## Joining US Census Population Data with GIS Data to Display Population Density



What's the state of urban farming in the US? Phrased differently, what kinds of places become home to urban farms? There a lot of ways to characterize a place, so we'll start by narrowing our scope to population denstityWhat kinds of places become home to urban farms? There a lot of ways to characterize a place, so we'll start by narrowing our scope to population denstity.


In [1]:
# data files are stored compressed to save time and space
import tarfile
import pandas as pd

# 32mb+ of census data saved in a 4.7mb archive
census_data_archive = "../data_archive/census_data_2022_03_01.tgz"

# 17mb of GIS data saved in a 2.4mb archive
gis_file = "2020_Gaz_tracts_national.gz"

# This is the US Census file with population data we will extract
census_2020_file = "DECENNIALPL2020.P1_data_with_overlays_2021-12-02T121459.csv"

# This extracts a DataFrame from a tgz archived file
def extract_from_tgz(filename):
    with tarfile.open(filename) as tf:
        for file in tf.getmembers():
            if file.name == census_2020_file:
                data = tf.extractfile(file)
                return pd.read_csv(data, low_memory=False)
                        
df_census = extract_from_tgz(census_data_archive)

# change some options that determine how much data is displayed in the notebook
pd.set_option('display.width', None)
pd.set_option('display.max_colwidth', None)

Using .shape, we can tell before even setting eyes on it that the DataFrame is going to be enormous - 73 columns and 85,000+ rows!

In [2]:
df_census.shape

(85396, 73)

We can get a pretty good sense of the data by viewing just the first few rows of our DataFrame.
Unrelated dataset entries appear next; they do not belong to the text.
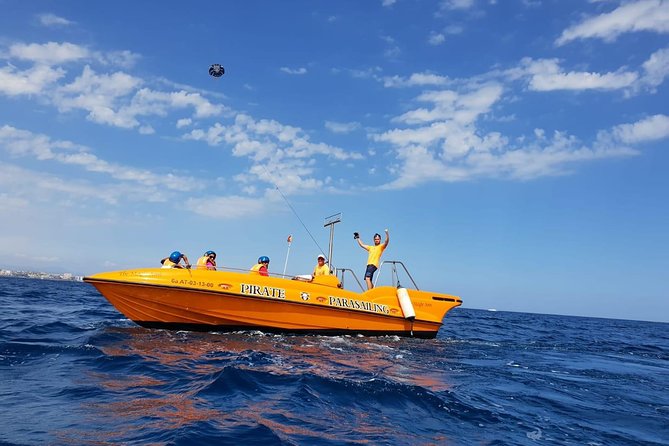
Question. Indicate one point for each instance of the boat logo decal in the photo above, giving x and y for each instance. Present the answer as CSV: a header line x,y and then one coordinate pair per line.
x,y
262,291
354,304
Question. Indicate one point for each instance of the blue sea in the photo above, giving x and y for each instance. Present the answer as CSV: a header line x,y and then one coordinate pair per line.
x,y
74,371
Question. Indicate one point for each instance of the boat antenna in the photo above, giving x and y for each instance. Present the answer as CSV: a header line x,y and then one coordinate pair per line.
x,y
292,208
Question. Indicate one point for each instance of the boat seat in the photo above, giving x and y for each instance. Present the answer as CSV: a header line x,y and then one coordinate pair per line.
x,y
332,281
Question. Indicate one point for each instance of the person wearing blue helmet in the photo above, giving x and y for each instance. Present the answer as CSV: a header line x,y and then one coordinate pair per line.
x,y
207,261
262,267
174,259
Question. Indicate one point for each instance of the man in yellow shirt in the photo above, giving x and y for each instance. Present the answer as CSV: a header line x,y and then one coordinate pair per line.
x,y
374,256
321,268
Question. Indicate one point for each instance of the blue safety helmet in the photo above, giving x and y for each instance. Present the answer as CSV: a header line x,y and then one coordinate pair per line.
x,y
175,256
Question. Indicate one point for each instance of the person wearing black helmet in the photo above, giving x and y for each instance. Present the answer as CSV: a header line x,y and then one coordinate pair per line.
x,y
174,259
262,267
207,261
321,269
374,256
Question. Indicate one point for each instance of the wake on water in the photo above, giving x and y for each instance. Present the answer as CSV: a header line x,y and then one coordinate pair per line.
x,y
75,371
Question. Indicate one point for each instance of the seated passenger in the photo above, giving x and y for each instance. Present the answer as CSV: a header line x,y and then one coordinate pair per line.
x,y
207,261
321,269
173,261
261,267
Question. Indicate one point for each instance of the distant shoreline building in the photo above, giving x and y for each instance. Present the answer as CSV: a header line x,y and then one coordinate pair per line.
x,y
40,275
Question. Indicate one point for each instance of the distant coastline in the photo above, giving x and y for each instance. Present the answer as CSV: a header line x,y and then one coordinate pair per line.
x,y
40,275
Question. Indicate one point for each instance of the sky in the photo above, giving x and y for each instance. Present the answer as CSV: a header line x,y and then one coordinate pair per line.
x,y
516,150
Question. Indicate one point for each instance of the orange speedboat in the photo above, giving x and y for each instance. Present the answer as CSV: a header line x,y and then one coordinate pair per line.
x,y
205,300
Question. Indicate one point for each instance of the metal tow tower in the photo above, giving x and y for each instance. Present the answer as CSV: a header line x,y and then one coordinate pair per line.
x,y
331,221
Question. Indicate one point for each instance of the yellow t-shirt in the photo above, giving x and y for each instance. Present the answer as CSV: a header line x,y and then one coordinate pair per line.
x,y
375,252
321,270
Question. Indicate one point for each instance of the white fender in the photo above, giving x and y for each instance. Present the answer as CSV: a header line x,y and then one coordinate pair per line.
x,y
405,303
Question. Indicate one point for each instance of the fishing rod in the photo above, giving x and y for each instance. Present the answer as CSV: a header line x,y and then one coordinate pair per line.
x,y
292,208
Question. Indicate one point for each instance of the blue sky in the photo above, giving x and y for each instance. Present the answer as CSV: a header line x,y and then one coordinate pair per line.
x,y
516,150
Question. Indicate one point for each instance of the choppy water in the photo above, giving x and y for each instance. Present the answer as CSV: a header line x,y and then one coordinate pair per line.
x,y
74,371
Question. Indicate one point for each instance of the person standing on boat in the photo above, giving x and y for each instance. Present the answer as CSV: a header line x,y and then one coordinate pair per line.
x,y
207,261
374,256
321,269
173,261
262,267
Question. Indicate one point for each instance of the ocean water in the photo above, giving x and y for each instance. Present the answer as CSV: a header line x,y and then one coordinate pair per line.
x,y
74,371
So, let's use .head(), to limit the display to just the first 5 rows.

In [3]:
df_census.head()

Unnamed: 0,GEO_ID,NAME,P1_001N,P1_002N,P1_003N,P1_004N,P1_005N,P1_006N,P1_007N,P1_008N,...,P1_062N,P1_063N,P1_064N,P1_065N,P1_066N,P1_067N,P1_068N,P1_069N,P1_070N,P1_071N
0,id,Geographic Area Name,!!Total:,!!Total:!!Population of one race:,!!Total:!!Population of one race:!!White alone,!!Total:!!Population of one race:!!Black or African American alone,!!Total:!!Population of one race:!!American Indian and Alaska Native alone,!!Total:!!Population of one race:!!Asian alone,!!Total:!!Population of one race:!!Native Hawaiian and Other Pacific Islander alone,!!Total:!!Population of one race:!!Some Other Race alone,...,!!Total:!!Population of two or more races:!!Population of four races:!!American Indian and Alaska Native; Asian; Native Hawaiian and Other Pacific Islander; Some Other Race,!!Total:!!Population of two or more races:!!Population of five races:,!!Total:!!Population of two or more races:!!Population of five races:!!White; Black or African American; American Indian and Alaska Native; Asian; Native Hawaiian and Other Pacific Islander,!!Total:!!Population of two or more races:!!Population of five races:!!White; Black or African American; American Indian and Alaska Native; Asian; Some Other Race,!!Total:!!Population of two or more races:!!Population of five races:!!White; Black or African American; American Indian and Alaska Native; Native Hawaiian and Other Pacific Islander; Some Other Race,!!Total:!!Population of two or more races:!!Population of five races:!!White; Black or African American; Asian; Native Hawaiian and Other Pacific Islander; Some Other Race,!!Total:!!Population of two or more races:!!Population of five races:!!White; American Indian and Alaska Native; Asian; Native Hawaiian and Other Pacific Islander; Some Other Race,!!Total:!!Population of two or more races:!!Population of five races:!!Black or African American; American Indian and Alaska Native; Asian; Native Hawaiian and Other Pacific Islander; Some Other Race,!!Total:!!Population of two or more races:!!Population of six races:,!!Total:!!Population of two or more races:!!Population of six races:!!White; Black or African American; American Indian and Alaska Native; Asian; Native Hawaiian and Other Pacific Islander; Some Other Race
1,1400000US01001020100,"Census Tract 201, Autauga County, Alabama",1775,1653,1389,213,5,8,3,35,...,0,0,0,0,0,0,0,0,0,0
2,1400000US01001020200,"Census Tract 202, Autauga County, Alabama",2055,1984,842,1104,2,12,4,20,...,0,0,0,0,0,0,0,0,0,0
3,1400000US01001020300,"Census Tract 203, Autauga County, Alabama",3216,3039,2244,714,12,14,6,49,...,0,0,0,0,0,0,0,0,0,0
4,1400000US01001020400,"Census Tract 204, Autauga County, Alabama",4246,3993,3578,327,17,32,1,38,...,0,0,0,0,0,0,0,0,0,0


The population data columns have been named using Census Bureau codes that aren't very meaningful to us. In a moment, we'll rename them using the descriptions that have been provided in the first row (index 0). But first, let's use regex to remove all of those distracting exclamation points! 

In [4]:
df_census.iloc[0].replace('!!', ' ', regex=True, inplace=True)
df_census.iloc[0] = df_census.iloc[0].str.lstrip()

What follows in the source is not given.